On Creatures

Their Nature and Ends


Editor’s Note: This is the second installment of four articles on the doctrine of creation. For the first article, see here.


As we discuss the nature of creatures, we begin with a tautological confession: creatures are creatures. To treat them otherwise would be foolish and faithless. 

Creatures are by nature, created (Isa 45:12; John 1:3, 10; Col 1:16). That is, “to be created is . . . to be made”[1] by God.[2] But once again, they are created peculiarly—ex nihilo (from nothing). Creatures are thus constituted by God and are therefore dependent upon him for everything. Without God, creatures would not be. They exist only by his will (Rev 4:11).[3] They are marked in totality by their absolute dependence.
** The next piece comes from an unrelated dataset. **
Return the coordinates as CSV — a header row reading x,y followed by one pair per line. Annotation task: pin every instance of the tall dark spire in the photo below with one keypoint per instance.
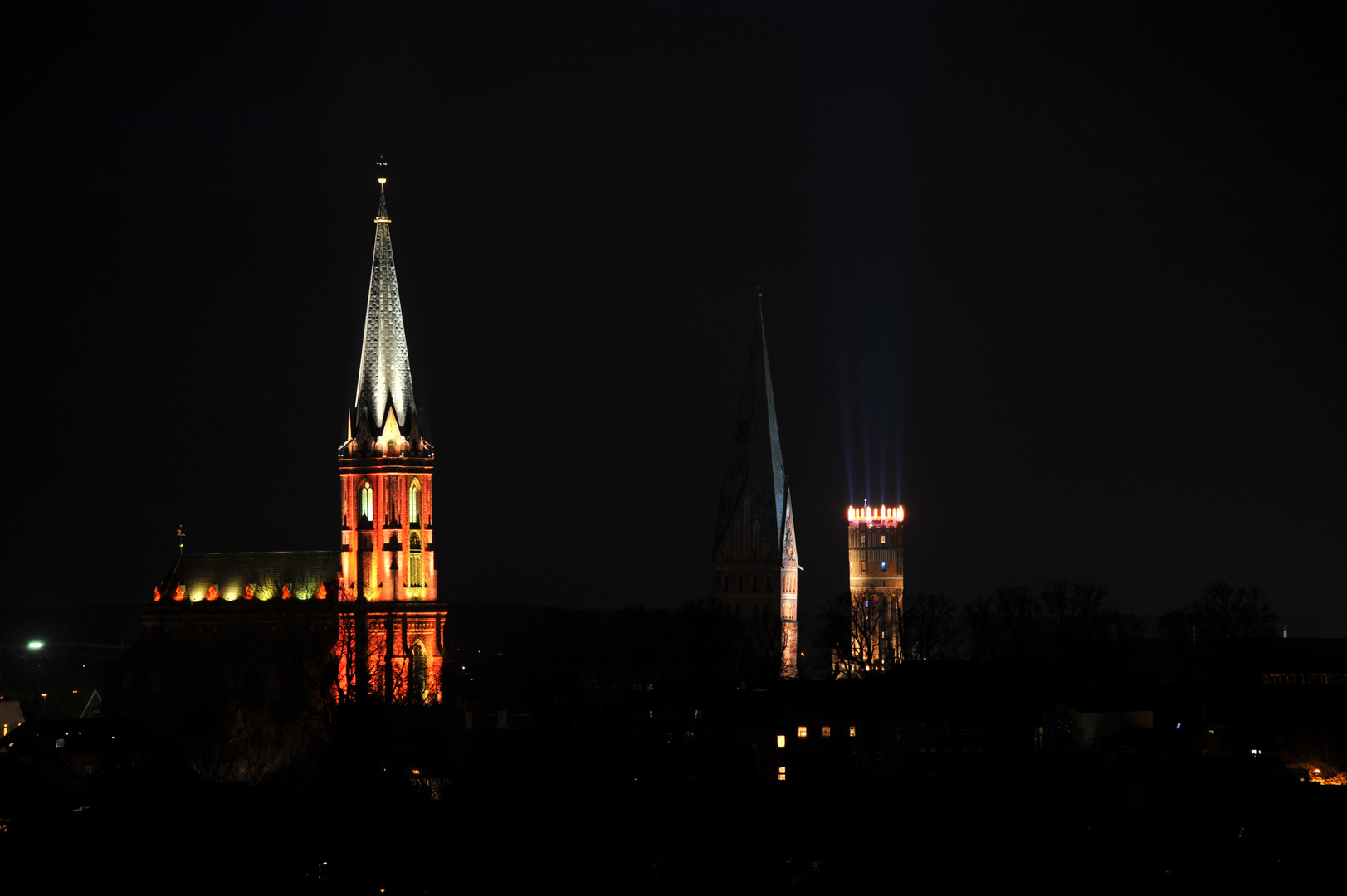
x,y
756,468
385,373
Put positively, they are constituted by their relation to God because they are from him, through him, and for him (Rom 11:36; Col 1:16). This is not to say that creatures do not have being proper to them, but to say their real being is only in their constituting relation to God.[4] Creatures have their own being—being that is from God. Whereas God has being in and of himself as ipsum esse subsistens (self-subsistent being itself), creatures have their being as principiata (derivatives) from their principium (source), God.
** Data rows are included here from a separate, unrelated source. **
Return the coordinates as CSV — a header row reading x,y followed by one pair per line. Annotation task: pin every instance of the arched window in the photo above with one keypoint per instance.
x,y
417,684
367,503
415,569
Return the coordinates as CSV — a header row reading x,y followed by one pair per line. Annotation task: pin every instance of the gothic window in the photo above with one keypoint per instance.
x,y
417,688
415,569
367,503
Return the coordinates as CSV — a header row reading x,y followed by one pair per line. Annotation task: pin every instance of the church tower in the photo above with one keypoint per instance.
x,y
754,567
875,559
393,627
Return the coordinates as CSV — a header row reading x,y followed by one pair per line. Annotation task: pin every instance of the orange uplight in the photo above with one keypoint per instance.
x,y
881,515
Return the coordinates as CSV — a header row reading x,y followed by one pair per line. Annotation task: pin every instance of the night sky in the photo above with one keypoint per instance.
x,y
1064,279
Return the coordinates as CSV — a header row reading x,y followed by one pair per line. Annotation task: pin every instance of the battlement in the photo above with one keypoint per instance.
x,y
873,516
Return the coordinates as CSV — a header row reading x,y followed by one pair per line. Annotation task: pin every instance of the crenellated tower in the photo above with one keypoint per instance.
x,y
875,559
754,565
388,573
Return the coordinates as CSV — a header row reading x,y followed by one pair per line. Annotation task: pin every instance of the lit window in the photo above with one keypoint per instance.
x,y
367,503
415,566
Since creatures are from him and through him, it is clear that they are also to him, which tells us something about their end: God himself, namely, his glory. All creatures exist for God’s glory—for his fame, name, and honor. And so a perennial question is answered about the purpose of creaturely existence: “The glory of God is the final goal of all God’s works.”[5] As ones completely dependent upon God, creatures are meant not to strive for self-glory, but to glorify their Creator and Sustainer. The nature of creatures attests to this end: creatures do not give themselves existence, nor are they the source of their sustenance; God is. And in glorifying their Creator and Sustainer, who redeems them by the Son, sanctified creatures will find that their goal, their end, their purpose of existence is perfect happiness in God,[6] because glorifying God and happiness in him are one.[7]



[1] Aquinas, ST Ia.45.4.

[2] Aquinas ST Ia.45.5.

[3] Aquinas ST Ia.46.1.

[4] See Webster, “‘Love is also a lover of life,’” in God Without Measure, 1:106. Here, Webster brings up the notion of participation. For further thoughts, see Bavinck, Reformed Dogmatics, 2:419.

[5] Bavinck, Reformed Dogmatics 2:433.

[6] Aquinas ST Ia-IIae.2.8.

[7] See the theology of John Piper, especially in Desiring God and Seeing and Savoring Jesus Christ (free download in link).